I've created a webrev for Florain at
http://cr.openjdk.java.net/~weijun/6415637/webrev.00/
Very tiny format changes, removing trailing whitespaces, change TABs to
spaces, and add braces for one-line block in two places.
The code change looks fine, but I would like to get a confirmation from
someone in the JCE team.
Thanks
Max
On 01/31/2012 09:47 PM, Florian Weimer wrote:
I've ported my previous patch to fix bug 6415637 to the current jdk8-tl
forrest.
There are two related changes (quoting from the initial submission):
1. The password and salt expansion resulted in a division by zero for
empty password strings.
2. Practically speaking, there are two different ways of deriving keys
from an empty passphrase: the terminating NUL character is required
by the specification, but is left out by some implementations
(including OpenJDK if the first bug is fixed).
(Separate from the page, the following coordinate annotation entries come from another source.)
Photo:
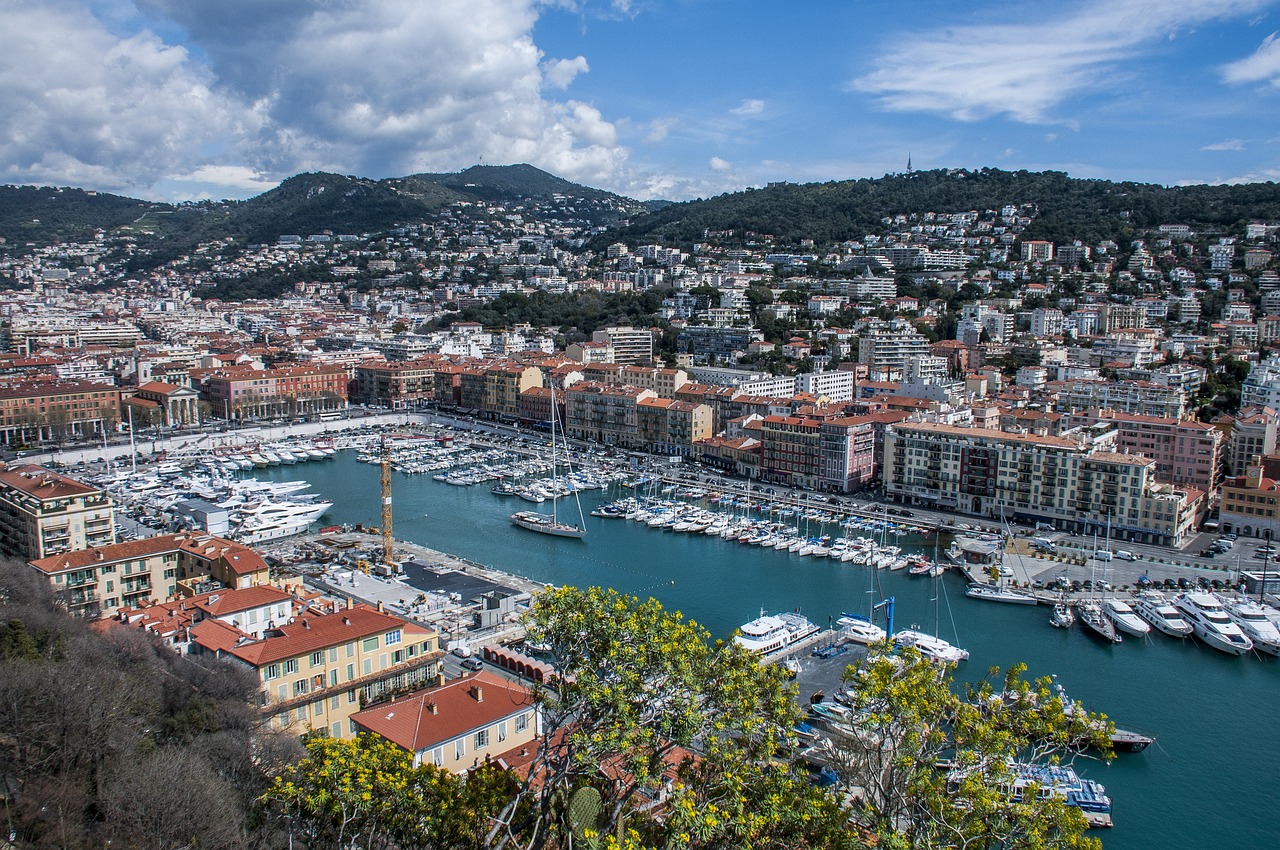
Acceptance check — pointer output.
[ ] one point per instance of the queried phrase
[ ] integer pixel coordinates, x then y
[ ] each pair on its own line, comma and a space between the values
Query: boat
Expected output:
769, 634
999, 593
1211, 624
931, 645
1098, 624
1252, 620
1153, 607
551, 524
1125, 618
859, 629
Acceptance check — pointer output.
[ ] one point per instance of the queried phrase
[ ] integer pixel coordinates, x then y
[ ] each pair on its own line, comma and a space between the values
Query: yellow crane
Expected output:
388, 542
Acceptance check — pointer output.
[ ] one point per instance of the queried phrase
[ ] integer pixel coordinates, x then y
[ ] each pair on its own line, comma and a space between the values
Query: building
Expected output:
45, 513
629, 344
1079, 485
394, 383
103, 580
1184, 449
458, 725
890, 347
1253, 435
245, 393
1251, 505
319, 670
33, 411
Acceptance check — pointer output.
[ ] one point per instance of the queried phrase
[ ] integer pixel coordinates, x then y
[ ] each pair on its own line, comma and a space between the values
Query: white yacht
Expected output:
1124, 617
1211, 624
769, 634
860, 630
1153, 607
931, 645
1252, 620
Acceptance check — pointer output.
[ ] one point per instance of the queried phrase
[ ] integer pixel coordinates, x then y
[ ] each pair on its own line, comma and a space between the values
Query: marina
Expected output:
1173, 688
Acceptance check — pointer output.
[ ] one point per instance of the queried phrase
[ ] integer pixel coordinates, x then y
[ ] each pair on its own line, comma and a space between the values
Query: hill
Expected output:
46, 214
1068, 208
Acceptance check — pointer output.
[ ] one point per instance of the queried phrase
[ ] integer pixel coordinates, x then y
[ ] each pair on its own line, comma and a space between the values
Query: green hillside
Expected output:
1068, 208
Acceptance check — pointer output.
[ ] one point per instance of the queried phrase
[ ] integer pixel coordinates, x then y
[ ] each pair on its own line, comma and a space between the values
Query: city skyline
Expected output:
663, 99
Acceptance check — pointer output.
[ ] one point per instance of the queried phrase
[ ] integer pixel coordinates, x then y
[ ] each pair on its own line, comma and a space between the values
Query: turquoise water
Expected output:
1210, 781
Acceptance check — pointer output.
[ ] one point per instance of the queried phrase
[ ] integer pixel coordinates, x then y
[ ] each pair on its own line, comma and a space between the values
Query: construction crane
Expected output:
388, 542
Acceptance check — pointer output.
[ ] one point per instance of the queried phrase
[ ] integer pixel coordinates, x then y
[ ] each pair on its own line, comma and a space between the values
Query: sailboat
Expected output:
931, 645
1091, 612
551, 524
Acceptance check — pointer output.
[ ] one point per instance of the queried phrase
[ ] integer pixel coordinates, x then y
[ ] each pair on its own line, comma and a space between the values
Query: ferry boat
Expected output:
769, 634
1211, 624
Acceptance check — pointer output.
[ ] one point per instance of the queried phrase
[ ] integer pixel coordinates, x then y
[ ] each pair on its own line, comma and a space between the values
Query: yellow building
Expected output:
45, 513
321, 668
458, 725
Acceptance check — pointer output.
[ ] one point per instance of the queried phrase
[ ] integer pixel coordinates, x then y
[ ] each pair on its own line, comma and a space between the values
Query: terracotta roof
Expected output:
461, 705
309, 634
44, 484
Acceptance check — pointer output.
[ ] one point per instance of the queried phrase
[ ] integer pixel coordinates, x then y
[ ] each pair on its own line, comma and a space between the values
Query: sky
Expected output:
179, 100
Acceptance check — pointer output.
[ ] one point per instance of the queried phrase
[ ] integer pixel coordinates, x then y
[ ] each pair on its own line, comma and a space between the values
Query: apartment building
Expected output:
458, 725
1253, 434
321, 668
1127, 397
45, 513
1251, 505
1078, 484
1184, 449
40, 410
630, 344
396, 384
245, 393
671, 428
603, 414
105, 579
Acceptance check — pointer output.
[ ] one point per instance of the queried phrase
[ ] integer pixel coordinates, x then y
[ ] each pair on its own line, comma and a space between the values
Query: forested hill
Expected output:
1068, 208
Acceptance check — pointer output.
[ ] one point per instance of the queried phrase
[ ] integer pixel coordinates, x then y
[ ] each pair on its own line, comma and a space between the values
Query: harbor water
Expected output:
1208, 781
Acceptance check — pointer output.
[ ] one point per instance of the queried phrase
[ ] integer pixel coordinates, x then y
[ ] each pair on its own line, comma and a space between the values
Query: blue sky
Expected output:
676, 99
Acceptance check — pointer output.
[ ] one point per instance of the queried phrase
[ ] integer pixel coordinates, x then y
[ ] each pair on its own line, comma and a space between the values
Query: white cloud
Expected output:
1028, 68
273, 87
750, 106
561, 72
658, 129
1264, 65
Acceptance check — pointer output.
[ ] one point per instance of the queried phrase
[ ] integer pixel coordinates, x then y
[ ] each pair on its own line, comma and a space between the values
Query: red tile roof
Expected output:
465, 704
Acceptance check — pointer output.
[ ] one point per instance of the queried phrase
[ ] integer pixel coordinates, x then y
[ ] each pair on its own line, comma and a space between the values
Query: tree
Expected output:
906, 721
638, 691
366, 793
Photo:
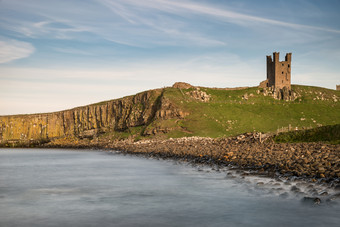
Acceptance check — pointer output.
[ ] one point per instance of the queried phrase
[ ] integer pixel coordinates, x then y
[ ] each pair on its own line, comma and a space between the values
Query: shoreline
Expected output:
252, 152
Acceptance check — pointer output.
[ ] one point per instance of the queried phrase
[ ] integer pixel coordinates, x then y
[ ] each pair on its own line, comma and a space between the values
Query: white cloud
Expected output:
188, 7
11, 50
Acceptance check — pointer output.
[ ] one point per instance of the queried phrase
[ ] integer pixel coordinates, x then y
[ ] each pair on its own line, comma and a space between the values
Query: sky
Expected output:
56, 55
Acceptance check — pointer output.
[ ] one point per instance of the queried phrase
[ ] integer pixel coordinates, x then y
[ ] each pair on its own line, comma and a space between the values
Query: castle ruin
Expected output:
278, 72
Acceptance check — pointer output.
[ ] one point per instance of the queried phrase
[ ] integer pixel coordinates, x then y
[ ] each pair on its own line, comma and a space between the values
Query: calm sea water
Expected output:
41, 187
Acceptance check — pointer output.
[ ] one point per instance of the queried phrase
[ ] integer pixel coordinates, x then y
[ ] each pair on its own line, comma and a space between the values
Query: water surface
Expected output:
40, 187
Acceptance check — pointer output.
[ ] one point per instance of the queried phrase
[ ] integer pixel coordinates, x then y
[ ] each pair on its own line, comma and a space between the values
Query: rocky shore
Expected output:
257, 153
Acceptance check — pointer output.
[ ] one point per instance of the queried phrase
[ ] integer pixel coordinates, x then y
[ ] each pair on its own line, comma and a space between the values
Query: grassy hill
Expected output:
177, 112
232, 112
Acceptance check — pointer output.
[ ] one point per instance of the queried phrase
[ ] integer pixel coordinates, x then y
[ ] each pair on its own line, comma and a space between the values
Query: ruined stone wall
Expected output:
85, 121
279, 72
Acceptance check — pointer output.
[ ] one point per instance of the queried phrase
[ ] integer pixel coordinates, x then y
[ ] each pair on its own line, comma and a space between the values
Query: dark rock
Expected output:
311, 200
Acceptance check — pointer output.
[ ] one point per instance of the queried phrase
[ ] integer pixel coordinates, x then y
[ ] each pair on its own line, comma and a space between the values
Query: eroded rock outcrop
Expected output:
88, 121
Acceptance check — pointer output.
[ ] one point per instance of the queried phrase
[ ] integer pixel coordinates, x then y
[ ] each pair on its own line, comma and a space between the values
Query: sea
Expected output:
64, 187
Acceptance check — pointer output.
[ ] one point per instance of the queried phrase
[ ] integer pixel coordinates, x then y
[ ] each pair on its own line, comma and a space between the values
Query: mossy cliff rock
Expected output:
88, 121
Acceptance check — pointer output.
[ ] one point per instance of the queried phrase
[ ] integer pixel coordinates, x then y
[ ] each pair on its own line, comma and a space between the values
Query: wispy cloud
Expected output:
187, 7
11, 50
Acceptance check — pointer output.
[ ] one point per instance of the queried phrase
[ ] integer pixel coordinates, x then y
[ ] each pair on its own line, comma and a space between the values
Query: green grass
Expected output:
329, 133
227, 114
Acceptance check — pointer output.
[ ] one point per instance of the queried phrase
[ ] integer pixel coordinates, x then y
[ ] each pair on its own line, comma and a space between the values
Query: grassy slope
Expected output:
228, 114
329, 133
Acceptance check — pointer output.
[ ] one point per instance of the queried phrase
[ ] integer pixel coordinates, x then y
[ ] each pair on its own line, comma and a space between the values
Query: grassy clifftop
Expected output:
232, 112
179, 112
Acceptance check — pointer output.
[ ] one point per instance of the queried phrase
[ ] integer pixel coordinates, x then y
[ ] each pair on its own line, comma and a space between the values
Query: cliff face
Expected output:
86, 121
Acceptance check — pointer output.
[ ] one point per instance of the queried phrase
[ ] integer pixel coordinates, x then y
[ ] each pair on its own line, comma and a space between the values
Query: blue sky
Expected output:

OpenSSL tries to
decrypt with both encodings, and the patch implements that as well.
It is difficult to properly implement the retry behavior without
changing any interfaces, so this patch uses "\0" for the password
*without* a NUL terminator. This is a bit confusing, but it ensures
that passing an empty string as the password creates a PKCS#12 store
which is compliant with the specification.
Because of the division of zero issue, the second change does not
actually modify visible behavior.
To my knowledge, there is now an OCA which covers this change.